Caring for his Soldiers was half of what made Proctor a great noncommissioned officer, he said.
“Staff Sgt. Proctor was the epitome of an NCO in my mind,” said Eagen. “He was an NCO that knew what right looked like and lived it each day.”
“Staff Sgt. Proctor set the example for every Soldier who knew him,” said 1st Lt. Christopher Boyer, a platoon leader with Troop C. “On the job, he had tactical insight that I still envy.”
In addition to Proctor’s leadership skills, friends also remembered his jovial spirit.
“Above all else, I’ll remember Staff Sgt. Proctor’s sense of humor,” said Boyer. “He could make you laugh. You wouldn’t believe his wit.”
“He would light up any room or situation with his wit and humor,” said Eagen.
Comrades remembered Johnson’s sense of humor as well.

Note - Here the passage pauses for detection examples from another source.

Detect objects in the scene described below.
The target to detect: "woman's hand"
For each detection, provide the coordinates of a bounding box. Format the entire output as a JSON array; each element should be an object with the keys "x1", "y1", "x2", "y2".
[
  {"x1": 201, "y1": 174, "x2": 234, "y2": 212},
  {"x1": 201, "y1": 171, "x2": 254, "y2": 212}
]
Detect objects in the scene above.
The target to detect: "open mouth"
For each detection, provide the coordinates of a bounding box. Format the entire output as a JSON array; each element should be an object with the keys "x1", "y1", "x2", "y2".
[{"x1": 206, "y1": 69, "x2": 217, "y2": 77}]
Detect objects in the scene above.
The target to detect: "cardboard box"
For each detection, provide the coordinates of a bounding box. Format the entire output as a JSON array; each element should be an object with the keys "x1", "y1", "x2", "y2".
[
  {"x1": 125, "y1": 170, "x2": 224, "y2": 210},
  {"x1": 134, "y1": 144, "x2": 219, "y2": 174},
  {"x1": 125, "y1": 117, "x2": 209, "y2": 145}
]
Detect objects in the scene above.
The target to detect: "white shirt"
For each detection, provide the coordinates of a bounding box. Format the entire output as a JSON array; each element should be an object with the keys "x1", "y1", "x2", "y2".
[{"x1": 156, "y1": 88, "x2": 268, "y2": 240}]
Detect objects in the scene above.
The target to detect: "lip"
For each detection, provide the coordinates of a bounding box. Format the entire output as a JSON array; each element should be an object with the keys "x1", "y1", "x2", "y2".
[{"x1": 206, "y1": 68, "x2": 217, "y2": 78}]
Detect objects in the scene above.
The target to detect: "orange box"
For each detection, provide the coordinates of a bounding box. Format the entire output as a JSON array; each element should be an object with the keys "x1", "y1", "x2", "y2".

“(Johnson’s) platoon would also say that he was somewhat of a goof … always cracking jokes and trying to keep it light,” said Garcia.
Johnson’s sense of humor was so unique, he even had a facial expression known to his fellow Soldiers as the “Johnson” face, said Pfc. Anthony Santiago, a Pollock Pines, Calif., native, and cavalry scout with Troop C.
Santiago said it was a facial expression that never failed to bring a smile to Soldiers’ faces.
Unit members said humor was part of Johnson’s life, and so was being a Soldier.
“Johnson was known as one of the hardest workers in White Platoon,” said Garcia.
“He was kind, always willing to lend a helping hand,” said Eagen.
Johnson’s kindness and hard work brought a sense of unity within the platoon, said Egan.
“He instantly became a sort of glue amongst the Soldiers in White Platoon,” he said.
“He impacted my life in a way that no one ever has,” said Santiago about Johnson. “I loved him as if he is my own blood.”
Both Proctor and Johnson left great footprints within their unit, said Eagen, and they will be remembered as Soldiers and individuals.
“As we memorialize them today, each will be missed in a different way because of their different experiences, but both will be remembered for their impacts as men,” said Eagen.
Jenks reminded everyone to rejoice in the privilege of knowing them both.
“We rejoice not in the loss we feel, but in the friendship we had with these men,” said Jenks. “While we rejoice, we also grieve. We grieve for our loss.”
Jenks said grief is a demonstration of love, and Proctor and Johnson’s love for their fellow Soldiers builds hope.
“They served their nation and their Families to bring hope " a hope for freedom and a hope for tomorrow,” Jenks said.